The medium- and long-term effects of the plan will be a massive drop in public investment, which will come on the heels of decades of declining spending (as a percentage of gross domestic product) on infrastructure, scientific research, skills training and core government agencies. The United States can’t coast on past investments forever, and with this legislation, we are ushering in a bleak future.
The tax bill is expected to add at least $1 trillion to the national debt over the next 10 years, and some experts think the real loss to federal revenue will be much higher. 

This will mean automatic cuts in spending, at a time when public investment in the U.S. is already lowest in 60 years, as a percentage of GDP. We're talking transportation, education, scientific research, public health. And right now, according to the World Bank, the U.S. has the highest unmet infrastructure needs of any of 50 countries they surveyed. Zakaria concludes:

[D]uring the Depression, World War II and much of the Cold War, a sense of crisis and competition focused America’s attention and created a bipartisan urgency to get things done. Ironically, at a time when competition is far more fierce, when other countries have surpassed the United States in many of these areas, America has fallen into extreme partisanship and embraced a know-nothing libertarianism that is starving the country of the essential investments it needs for growth. Those who vote for this tax bill — possibly the worst piece of major legislation in a generation — will live in infamy, as the country slowly breaks down.
Well okay, but the beleaguered middle class needs a tax cut, right? Maybe so, but they aren't  getting one from this bill. As David Leonhardt explains, working people pay more in payroll taxes than they do in income taxes, and:

Now President Trump, Mitch McConnell and Paul Ryan are trying to widen inequality even further. Their tax bill doesn’t touch the payroll-tax rate — again, the single biggest tax that most households pay. The bill does cut income taxes for the middle class, but only modestly and only temporarily. The tax cuts benefiting the wealthy, including cuts to the inheritance tax and the corporate tax, are much larger and permanent.
And the spending cuts that inevitably follow will more than wipe out those temporary little tax cuts. Why are the Republicans doing this? To benefit their billionaire donors. That is the only reason.
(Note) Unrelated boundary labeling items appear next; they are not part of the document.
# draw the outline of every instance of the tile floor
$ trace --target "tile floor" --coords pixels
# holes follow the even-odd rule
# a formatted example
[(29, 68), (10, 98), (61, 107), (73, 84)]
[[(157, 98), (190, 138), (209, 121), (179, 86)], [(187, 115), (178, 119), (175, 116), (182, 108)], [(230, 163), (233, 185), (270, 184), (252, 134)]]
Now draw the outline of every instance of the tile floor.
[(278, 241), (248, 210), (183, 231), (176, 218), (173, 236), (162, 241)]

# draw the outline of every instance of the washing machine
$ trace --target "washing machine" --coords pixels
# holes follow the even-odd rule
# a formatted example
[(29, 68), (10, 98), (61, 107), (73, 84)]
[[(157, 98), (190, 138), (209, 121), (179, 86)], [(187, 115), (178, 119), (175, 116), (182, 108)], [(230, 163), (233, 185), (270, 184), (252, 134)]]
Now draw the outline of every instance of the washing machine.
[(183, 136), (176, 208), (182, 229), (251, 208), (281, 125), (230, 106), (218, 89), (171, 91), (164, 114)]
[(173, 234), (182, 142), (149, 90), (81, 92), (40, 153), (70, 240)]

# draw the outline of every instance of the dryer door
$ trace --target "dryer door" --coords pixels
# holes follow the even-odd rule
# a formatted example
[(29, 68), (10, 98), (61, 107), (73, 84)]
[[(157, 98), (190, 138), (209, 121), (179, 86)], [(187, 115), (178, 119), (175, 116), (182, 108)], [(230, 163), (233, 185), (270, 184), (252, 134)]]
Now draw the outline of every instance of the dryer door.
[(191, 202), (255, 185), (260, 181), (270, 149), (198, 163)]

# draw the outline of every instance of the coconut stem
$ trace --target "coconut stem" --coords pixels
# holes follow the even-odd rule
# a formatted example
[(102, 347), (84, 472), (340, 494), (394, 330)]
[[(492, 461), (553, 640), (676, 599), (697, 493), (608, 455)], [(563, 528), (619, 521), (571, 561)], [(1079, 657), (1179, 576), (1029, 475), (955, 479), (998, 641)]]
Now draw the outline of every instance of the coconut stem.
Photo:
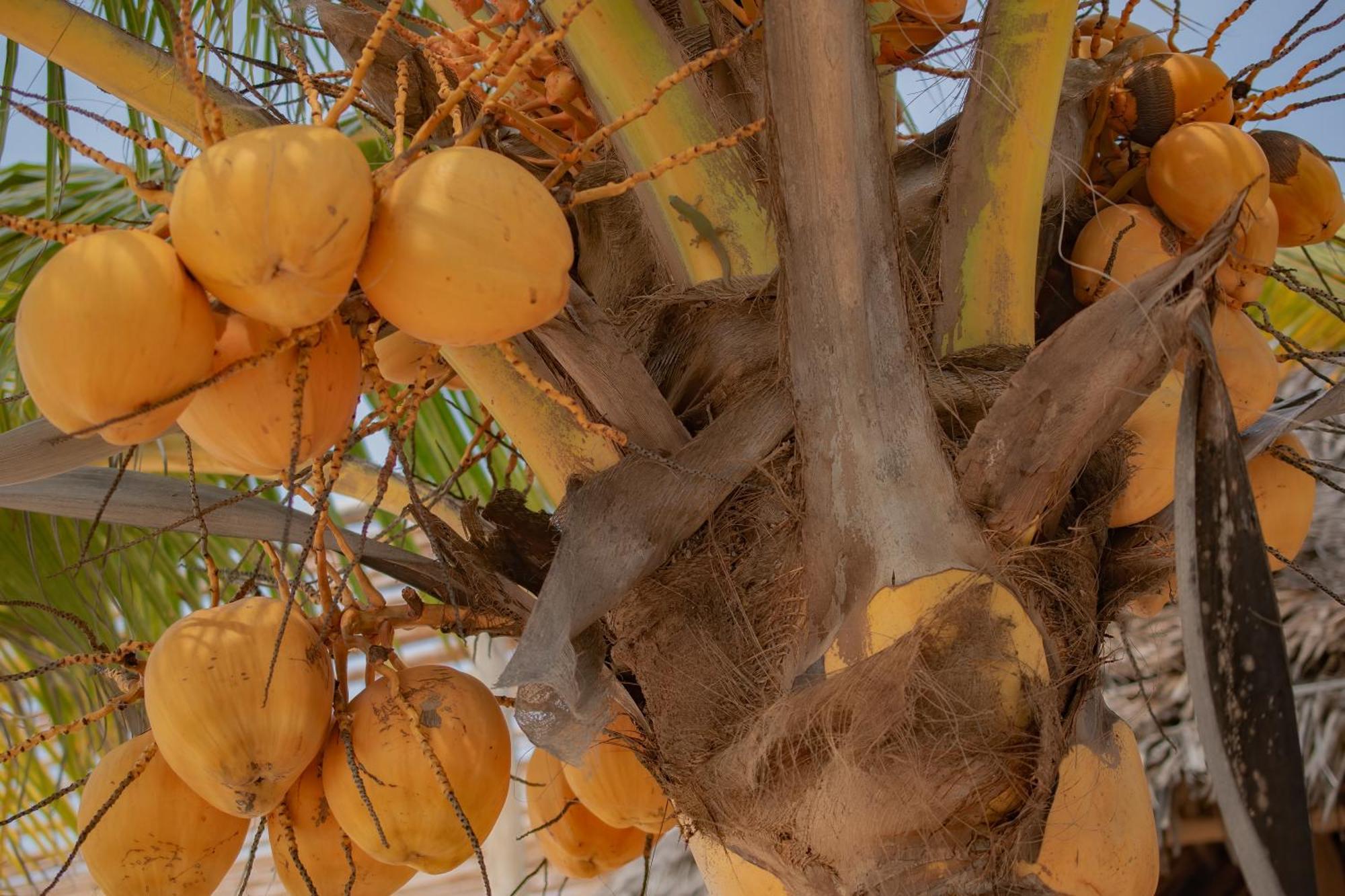
[(113, 697), (110, 701), (108, 701), (106, 704), (104, 704), (98, 709), (95, 709), (91, 713), (87, 713), (85, 716), (81, 716), (79, 718), (77, 718), (77, 720), (74, 720), (71, 722), (66, 722), (63, 725), (52, 725), (51, 728), (48, 728), (46, 731), (40, 731), (36, 735), (34, 735), (32, 737), (30, 737), (28, 740), (23, 741), (22, 744), (16, 744), (15, 747), (11, 747), (5, 752), (0, 753), (0, 766), (8, 763), (9, 760), (12, 760), (12, 759), (15, 759), (17, 756), (22, 756), (23, 753), (28, 752), (34, 747), (38, 747), (40, 744), (47, 743), (48, 740), (54, 740), (56, 737), (62, 737), (62, 736), (69, 735), (71, 732), (79, 731), (81, 728), (87, 728), (89, 725), (94, 724), (100, 718), (110, 716), (112, 713), (114, 713), (117, 710), (125, 709), (126, 706), (129, 706), (130, 704), (136, 702), (137, 700), (140, 700), (144, 696), (145, 696), (145, 689), (143, 686), (137, 686), (134, 690), (132, 690), (129, 693)]
[(50, 663), (43, 663), (42, 666), (36, 666), (22, 673), (0, 675), (0, 683), (36, 678), (58, 669), (69, 669), (70, 666), (121, 666), (124, 669), (134, 670), (140, 665), (136, 659), (136, 654), (149, 652), (153, 646), (153, 642), (148, 640), (128, 640), (120, 644), (114, 651), (70, 654), (69, 657), (54, 659)]
[(369, 40), (364, 42), (364, 48), (359, 54), (359, 62), (355, 63), (354, 70), (350, 75), (350, 83), (346, 85), (346, 90), (336, 97), (336, 102), (332, 108), (327, 110), (327, 117), (323, 118), (323, 124), (328, 128), (335, 128), (340, 121), (342, 113), (350, 108), (350, 104), (355, 101), (359, 94), (359, 89), (364, 85), (364, 75), (369, 70), (374, 67), (374, 59), (378, 57), (378, 47), (383, 44), (383, 36), (387, 30), (393, 27), (393, 20), (397, 19), (397, 13), (402, 8), (402, 0), (390, 0), (387, 8), (383, 9), (383, 15), (378, 16), (378, 23), (374, 26), (374, 31), (369, 35)]
[(308, 876), (308, 869), (304, 868), (304, 862), (299, 858), (299, 841), (295, 838), (295, 825), (289, 821), (289, 806), (285, 800), (280, 800), (276, 806), (276, 822), (280, 825), (281, 837), (285, 841), (285, 849), (289, 852), (289, 861), (295, 862), (295, 870), (299, 872), (300, 880), (304, 881), (304, 887), (308, 888), (309, 896), (317, 896), (317, 888), (313, 885), (313, 879)]
[(566, 209), (574, 209), (576, 206), (582, 206), (588, 202), (596, 202), (597, 199), (611, 199), (612, 196), (620, 196), (638, 187), (639, 184), (654, 180), (659, 175), (667, 174), (672, 168), (695, 161), (701, 156), (707, 156), (720, 149), (728, 149), (736, 147), (748, 137), (759, 133), (765, 128), (765, 118), (757, 118), (756, 121), (748, 122), (741, 128), (733, 130), (728, 136), (720, 137), (718, 140), (710, 140), (709, 143), (702, 143), (697, 147), (687, 147), (681, 152), (674, 152), (671, 156), (656, 161), (652, 167), (644, 171), (636, 171), (625, 180), (617, 180), (615, 183), (605, 183), (601, 187), (593, 187), (590, 190), (580, 190), (570, 199)]
[[(289, 65), (295, 67), (295, 78), (299, 79), (299, 86), (304, 91), (304, 98), (308, 101), (308, 113), (313, 124), (321, 124), (323, 120), (323, 102), (317, 93), (317, 86), (313, 83), (312, 75), (308, 74), (308, 66), (304, 65), (304, 58), (299, 55), (299, 50), (295, 48), (288, 40), (280, 42), (280, 50), (289, 59)], [(406, 61), (402, 59), (398, 65), (404, 65)]]
[(225, 139), (225, 120), (219, 114), (219, 106), (206, 93), (206, 81), (200, 75), (200, 63), (196, 59), (196, 31), (191, 24), (191, 0), (182, 0), (179, 20), (182, 28), (179, 28), (175, 42), (179, 61), (187, 73), (187, 87), (196, 98), (196, 124), (208, 147)]
[(620, 116), (613, 118), (611, 122), (608, 122), (603, 128), (589, 135), (589, 137), (578, 147), (561, 156), (561, 164), (555, 165), (551, 174), (546, 176), (546, 180), (542, 182), (542, 186), (547, 188), (554, 187), (557, 183), (560, 183), (561, 178), (565, 176), (565, 172), (569, 171), (570, 165), (582, 159), (586, 153), (592, 152), (593, 147), (599, 145), (600, 143), (604, 143), (608, 137), (611, 137), (613, 133), (616, 133), (625, 125), (631, 124), (632, 121), (643, 118), (650, 112), (652, 112), (654, 106), (658, 105), (659, 100), (663, 97), (664, 93), (667, 93), (677, 85), (682, 83), (691, 75), (699, 71), (705, 71), (716, 62), (720, 62), (721, 59), (726, 59), (728, 57), (733, 55), (737, 51), (737, 48), (742, 46), (742, 42), (756, 32), (760, 24), (761, 24), (760, 22), (752, 23), (751, 26), (746, 27), (746, 30), (737, 34), (732, 40), (725, 43), (722, 47), (716, 47), (709, 52), (703, 52), (695, 59), (691, 59), (681, 69), (678, 69), (677, 71), (668, 74), (664, 78), (660, 78), (658, 83), (654, 85), (654, 90), (651, 90), (648, 97), (644, 98), (644, 102), (635, 106), (633, 109), (627, 109)]
[(369, 791), (364, 790), (364, 779), (359, 774), (359, 761), (355, 759), (355, 741), (350, 735), (350, 709), (344, 706), (336, 713), (336, 733), (340, 736), (340, 743), (346, 748), (346, 766), (350, 768), (350, 776), (355, 782), (355, 790), (359, 792), (359, 800), (364, 803), (364, 811), (369, 813), (370, 819), (374, 822), (374, 830), (378, 833), (378, 842), (387, 846), (387, 835), (383, 833), (383, 823), (378, 821), (378, 813), (374, 811), (374, 802), (369, 798)]
[(46, 889), (42, 891), (40, 896), (47, 896), (47, 893), (55, 889), (56, 883), (59, 883), (65, 873), (70, 869), (70, 864), (75, 860), (75, 854), (78, 854), (79, 848), (83, 846), (86, 839), (89, 839), (89, 834), (91, 834), (93, 829), (98, 826), (98, 822), (101, 822), (102, 817), (108, 814), (108, 810), (112, 809), (113, 803), (121, 799), (121, 795), (126, 792), (126, 788), (130, 787), (137, 778), (140, 778), (140, 774), (145, 771), (145, 766), (149, 764), (149, 760), (153, 759), (157, 752), (159, 744), (149, 744), (145, 747), (145, 751), (140, 753), (140, 757), (130, 767), (130, 771), (126, 772), (126, 776), (121, 779), (116, 790), (113, 790), (102, 806), (98, 807), (98, 811), (93, 814), (89, 823), (79, 830), (79, 835), (75, 837), (75, 845), (70, 848), (70, 854), (66, 856), (66, 861), (61, 862), (61, 868), (56, 869), (55, 877), (51, 879)]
Anybody who votes for any Republican, ever, is a fool.

And, right on cue, "Top Republicans are already talking about cutting Medicare and Social Security next."





2 comments:

Gay Boy Bob said...


The interesting part of all of this is that during a period of increasing income tax reveues...

https://tinyurl.com/y9vyvyr3

...public "investment" is at a 60 year low. The simple non-correlation of tax revenue to public spending should tell anyone with a brain stem that higher revenues will not change this.
Revenues have gone up, public spending went down...so what makes anyone think that simply increasing taxes will fix the problem?

Also, NYT thinks that 75% of taxpayers will get a break. They have a calculator so any of your readers can estimate how it will affect their tax bill.

https://tinyurl.com/y8s3qhmv

This bill is about income taxes.If you want to talk about cutting payroll taxes, we can have that conversation.









Don Quixote said...

I guess GBB, as usual, doesn't get it. Oh, well. For instance, the part about how almost everyone's taxes are going to INCREASE after 2024.

GBB also doesn't understand the correlation between exaggerated income disparity and decreased quality of life.

But I do. Having (unlike GBB, no doubt) lived in socialist countries, I can truly say that there are a hell of a lot fewer homeless people, excellent health care, great public services, etc. So actually when people pay more in taxes, they get more. As Cervantes has covered and proved many times in this column, taxes here are LOWER than in countries where people receive all of these services. So while the answer may not be to "tax the rich" heavily, the answer definitely IS: solve the huge chasm in discrepancy of wealth in the USA. What is obscene is the sheer amount of money some people don't and do have.